Sul fatto che il pensiero di Anassimandro non sia limitabile alla teorizzazione dell'apeiron e che questa stessa teorizzazione sia stata preceduta, accompagnata e seguita da importanti osservazioni dei processi naturali, sembrano concordare infatti molte testimonianze.
Per esempio sappiamo da Agamatero (Eratostene) che egli fu il primo che intraprese l'ardito tentativo di disegnare una carta geografica.
Un'altra fonte afferma che egli studiò equinozi e solstizi, inventò strumenti per misurare il tempo, ed infine stabilì che la terra doveva trovarsi nel mezzo dell'universo.
Un'altra ancora stabilisce che egli teorizzò che essa era simile ad un cilindro.
Da Cicerone sappiamo che egli fu in grado di prevedere un terremoto e di questo avvertì gli Spartani.
Il terremoto avvenne realmente.
Credo tutto ciò sia sufficiente, se credibile, per affermare che Anassimandro sia un "fisico" come tutti gli altri filosofi di scuola ionica e che giunse quindi alla sua teorizzazione non per intuizione "teologica" come i pensatori eleati, ma per induzione e deduzione, cioè seguendo un metodo razionale basato sulla ricerca e sull'osservazione prima e sull'organizzaizione dei dati poi.

Aristotele nei libri di Fisica introdusse una interessante disitnzione tra filosofi "fisici".

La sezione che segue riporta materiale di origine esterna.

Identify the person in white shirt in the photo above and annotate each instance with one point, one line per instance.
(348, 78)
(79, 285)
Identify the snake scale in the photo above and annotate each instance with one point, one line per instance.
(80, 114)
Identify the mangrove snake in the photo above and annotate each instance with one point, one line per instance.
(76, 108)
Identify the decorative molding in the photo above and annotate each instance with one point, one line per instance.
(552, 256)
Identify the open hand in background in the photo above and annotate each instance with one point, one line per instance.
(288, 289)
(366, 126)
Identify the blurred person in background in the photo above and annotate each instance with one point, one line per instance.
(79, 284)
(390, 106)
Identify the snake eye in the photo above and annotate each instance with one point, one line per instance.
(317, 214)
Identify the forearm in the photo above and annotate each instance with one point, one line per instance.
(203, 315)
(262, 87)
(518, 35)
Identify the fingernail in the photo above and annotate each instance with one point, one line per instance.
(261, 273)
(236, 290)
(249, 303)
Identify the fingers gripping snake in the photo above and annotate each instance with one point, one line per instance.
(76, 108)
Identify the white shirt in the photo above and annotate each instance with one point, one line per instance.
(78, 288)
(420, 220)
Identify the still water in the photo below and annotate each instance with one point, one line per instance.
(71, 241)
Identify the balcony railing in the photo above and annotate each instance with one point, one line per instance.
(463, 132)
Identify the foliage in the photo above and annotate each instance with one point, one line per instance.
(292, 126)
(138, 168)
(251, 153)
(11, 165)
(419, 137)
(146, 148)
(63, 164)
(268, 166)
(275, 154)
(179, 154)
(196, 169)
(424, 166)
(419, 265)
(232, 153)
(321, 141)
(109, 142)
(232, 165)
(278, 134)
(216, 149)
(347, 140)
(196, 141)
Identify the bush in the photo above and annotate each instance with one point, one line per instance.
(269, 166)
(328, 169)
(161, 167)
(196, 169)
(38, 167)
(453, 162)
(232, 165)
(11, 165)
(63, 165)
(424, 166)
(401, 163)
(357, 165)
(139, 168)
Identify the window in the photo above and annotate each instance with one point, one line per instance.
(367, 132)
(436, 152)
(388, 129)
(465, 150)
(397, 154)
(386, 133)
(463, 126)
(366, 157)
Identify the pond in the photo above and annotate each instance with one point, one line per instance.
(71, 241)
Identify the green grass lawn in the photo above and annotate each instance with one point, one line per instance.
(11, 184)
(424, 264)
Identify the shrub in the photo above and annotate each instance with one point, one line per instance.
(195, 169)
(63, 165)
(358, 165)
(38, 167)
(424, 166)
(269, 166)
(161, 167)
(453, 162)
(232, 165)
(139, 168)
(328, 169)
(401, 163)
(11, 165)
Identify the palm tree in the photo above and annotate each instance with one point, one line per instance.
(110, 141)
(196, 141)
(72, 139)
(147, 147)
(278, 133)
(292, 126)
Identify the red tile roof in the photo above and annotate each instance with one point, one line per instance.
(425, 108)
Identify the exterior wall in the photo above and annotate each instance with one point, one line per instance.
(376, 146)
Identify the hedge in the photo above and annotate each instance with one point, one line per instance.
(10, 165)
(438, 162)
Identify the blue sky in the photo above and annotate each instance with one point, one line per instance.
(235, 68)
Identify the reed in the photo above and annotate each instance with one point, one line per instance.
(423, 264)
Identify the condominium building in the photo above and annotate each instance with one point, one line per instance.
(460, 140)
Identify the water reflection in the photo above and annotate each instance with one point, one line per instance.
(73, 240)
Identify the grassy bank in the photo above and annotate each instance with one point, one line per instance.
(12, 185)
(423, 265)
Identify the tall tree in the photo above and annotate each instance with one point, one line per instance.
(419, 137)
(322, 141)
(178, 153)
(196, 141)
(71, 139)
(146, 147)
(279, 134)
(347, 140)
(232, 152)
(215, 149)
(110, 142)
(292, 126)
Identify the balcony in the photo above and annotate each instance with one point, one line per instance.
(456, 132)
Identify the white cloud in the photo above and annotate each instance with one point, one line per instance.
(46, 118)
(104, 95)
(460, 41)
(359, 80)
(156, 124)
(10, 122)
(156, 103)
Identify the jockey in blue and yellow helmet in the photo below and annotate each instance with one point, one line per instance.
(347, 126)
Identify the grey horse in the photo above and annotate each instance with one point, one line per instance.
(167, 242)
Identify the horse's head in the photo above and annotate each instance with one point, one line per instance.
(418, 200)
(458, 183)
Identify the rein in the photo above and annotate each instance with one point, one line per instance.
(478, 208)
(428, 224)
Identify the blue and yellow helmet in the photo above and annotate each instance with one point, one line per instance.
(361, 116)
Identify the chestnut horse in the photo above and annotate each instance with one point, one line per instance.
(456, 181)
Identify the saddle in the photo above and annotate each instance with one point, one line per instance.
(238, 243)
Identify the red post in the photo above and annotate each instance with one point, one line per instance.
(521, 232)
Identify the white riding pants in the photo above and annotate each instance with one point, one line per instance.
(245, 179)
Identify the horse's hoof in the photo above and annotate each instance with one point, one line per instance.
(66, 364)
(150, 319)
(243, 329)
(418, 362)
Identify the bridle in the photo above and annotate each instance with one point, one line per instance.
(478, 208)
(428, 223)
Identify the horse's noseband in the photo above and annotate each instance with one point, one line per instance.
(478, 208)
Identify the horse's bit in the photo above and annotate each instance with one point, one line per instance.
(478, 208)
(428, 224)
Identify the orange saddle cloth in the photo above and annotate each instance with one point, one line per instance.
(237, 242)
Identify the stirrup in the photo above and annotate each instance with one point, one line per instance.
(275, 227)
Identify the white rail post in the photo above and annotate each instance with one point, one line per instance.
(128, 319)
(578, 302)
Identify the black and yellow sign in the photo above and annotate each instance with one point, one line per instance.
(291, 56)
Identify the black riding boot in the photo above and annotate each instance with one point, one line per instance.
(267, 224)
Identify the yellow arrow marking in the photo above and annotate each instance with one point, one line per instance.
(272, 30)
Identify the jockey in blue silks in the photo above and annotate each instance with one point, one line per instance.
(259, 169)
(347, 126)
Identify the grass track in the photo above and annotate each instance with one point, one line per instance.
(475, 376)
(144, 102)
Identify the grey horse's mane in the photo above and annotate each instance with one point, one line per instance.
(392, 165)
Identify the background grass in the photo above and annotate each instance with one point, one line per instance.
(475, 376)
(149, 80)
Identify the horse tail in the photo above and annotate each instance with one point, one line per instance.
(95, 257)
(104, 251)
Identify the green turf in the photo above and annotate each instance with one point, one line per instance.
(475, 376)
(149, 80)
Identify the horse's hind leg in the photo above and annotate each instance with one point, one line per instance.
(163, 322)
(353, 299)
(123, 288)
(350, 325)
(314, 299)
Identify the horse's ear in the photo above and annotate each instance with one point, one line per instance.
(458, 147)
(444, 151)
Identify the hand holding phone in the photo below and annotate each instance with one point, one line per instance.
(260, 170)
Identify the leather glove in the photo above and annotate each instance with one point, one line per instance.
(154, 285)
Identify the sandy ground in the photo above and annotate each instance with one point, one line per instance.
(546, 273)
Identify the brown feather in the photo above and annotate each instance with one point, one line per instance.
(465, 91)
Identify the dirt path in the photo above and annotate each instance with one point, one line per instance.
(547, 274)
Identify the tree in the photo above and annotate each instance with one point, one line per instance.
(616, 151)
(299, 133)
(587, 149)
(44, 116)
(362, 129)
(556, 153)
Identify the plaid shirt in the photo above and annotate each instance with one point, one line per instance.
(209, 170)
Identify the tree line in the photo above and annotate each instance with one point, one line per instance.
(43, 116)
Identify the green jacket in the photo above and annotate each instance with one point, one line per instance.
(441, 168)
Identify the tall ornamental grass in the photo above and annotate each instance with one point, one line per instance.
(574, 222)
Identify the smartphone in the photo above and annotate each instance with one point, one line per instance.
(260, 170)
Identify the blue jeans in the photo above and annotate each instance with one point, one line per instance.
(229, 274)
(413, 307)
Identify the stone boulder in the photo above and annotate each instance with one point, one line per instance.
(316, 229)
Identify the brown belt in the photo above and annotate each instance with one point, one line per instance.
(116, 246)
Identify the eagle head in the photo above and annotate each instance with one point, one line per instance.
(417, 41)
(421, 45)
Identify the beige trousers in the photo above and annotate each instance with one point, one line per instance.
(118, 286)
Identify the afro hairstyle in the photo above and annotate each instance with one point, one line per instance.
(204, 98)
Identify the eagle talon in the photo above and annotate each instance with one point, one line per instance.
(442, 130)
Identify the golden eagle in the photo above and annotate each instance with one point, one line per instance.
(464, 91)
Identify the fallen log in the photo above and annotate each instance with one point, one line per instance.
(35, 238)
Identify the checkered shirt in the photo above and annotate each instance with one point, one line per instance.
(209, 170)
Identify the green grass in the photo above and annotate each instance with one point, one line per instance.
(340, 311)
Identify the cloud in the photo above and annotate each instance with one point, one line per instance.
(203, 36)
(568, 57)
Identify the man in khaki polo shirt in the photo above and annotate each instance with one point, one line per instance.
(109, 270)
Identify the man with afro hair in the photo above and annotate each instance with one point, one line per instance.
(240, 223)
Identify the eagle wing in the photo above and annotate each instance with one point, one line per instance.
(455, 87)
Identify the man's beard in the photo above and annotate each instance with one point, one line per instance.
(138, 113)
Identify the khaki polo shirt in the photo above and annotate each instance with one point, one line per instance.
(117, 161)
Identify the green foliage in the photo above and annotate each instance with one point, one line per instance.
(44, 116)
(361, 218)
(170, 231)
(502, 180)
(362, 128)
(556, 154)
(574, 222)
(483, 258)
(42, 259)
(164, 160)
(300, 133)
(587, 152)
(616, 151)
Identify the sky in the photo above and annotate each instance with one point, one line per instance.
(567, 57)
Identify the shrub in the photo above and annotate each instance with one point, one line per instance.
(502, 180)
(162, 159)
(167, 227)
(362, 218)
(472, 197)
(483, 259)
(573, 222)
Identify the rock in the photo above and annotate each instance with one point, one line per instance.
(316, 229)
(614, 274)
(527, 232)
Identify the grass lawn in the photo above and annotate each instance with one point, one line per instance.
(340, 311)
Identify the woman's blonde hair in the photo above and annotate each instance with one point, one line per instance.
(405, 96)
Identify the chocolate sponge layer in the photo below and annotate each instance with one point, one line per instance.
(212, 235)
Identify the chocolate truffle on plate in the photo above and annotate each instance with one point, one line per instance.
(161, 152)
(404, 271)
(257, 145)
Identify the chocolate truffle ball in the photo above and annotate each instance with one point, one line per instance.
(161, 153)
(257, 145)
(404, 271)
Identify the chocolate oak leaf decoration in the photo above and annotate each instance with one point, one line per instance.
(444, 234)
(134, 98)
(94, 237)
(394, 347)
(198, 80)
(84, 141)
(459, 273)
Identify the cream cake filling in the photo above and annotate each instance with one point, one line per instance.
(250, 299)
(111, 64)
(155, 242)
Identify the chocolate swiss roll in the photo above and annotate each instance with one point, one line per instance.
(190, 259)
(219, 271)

"Nei fisici, invece, secondo quanto essi dicono, bisogna vedere due posizioni diverse: gli uni pongono un unico essere, un corpo, come sostrato (ed è o uno dei tre elementi o un altro, ma più denso del fuoco ma più sottile dell'aria) e pensano che da esso si generi tutto il resto per condensazione o rarefazione, dando luogo così alla molteplicità.
Ma la condensazione e la rarefazione sono dei contrari, appunto l'eccesso ed il difetto in generale, come il grande ed il piccolo di cui parla Platone; solo che per quest'ultimo costituiscono la metria e l'uno la forma, mentre per essi la materia è costituita dal sostrato, l'uno e i contrari sono invece le differenze e le forme.
Gli altri fisici sostengono invece che dall'uno si separano i contrari in esso già contenuti, come dice Anassimandro e tutti quelli che pongono l'uno e i molti, come Empedocle e Anassagora, perchè anche questi ultimi fanno uscire dalla mescolanza tutte le cose".

(Phys. 187 a 12)

In base alla testimonianza raccolta da Simplicio anche Teofrasto, collaboratore di Aristotele, sottolineò la derivazione del pensiero di Anassagora da quello di Anassimandro, anche se, evidenziando l'intervento del nous, cioè di un intelletto cosmico, all'origine dell'uscita di tutte le cose dall'illimitato, egli diede un "senso" al gioco cosmico del divenire che altrimenti parrebbe, in Anassimandro, non privo di senso alcuno, ma sostanzialmente un inutile gioco del tipo che "gioco a fare se poi so che deve smettere e patire dolore e fatica?".

La risposta in DeCoubertin e nel mitico inventore della prima Olimpiade in Grecia.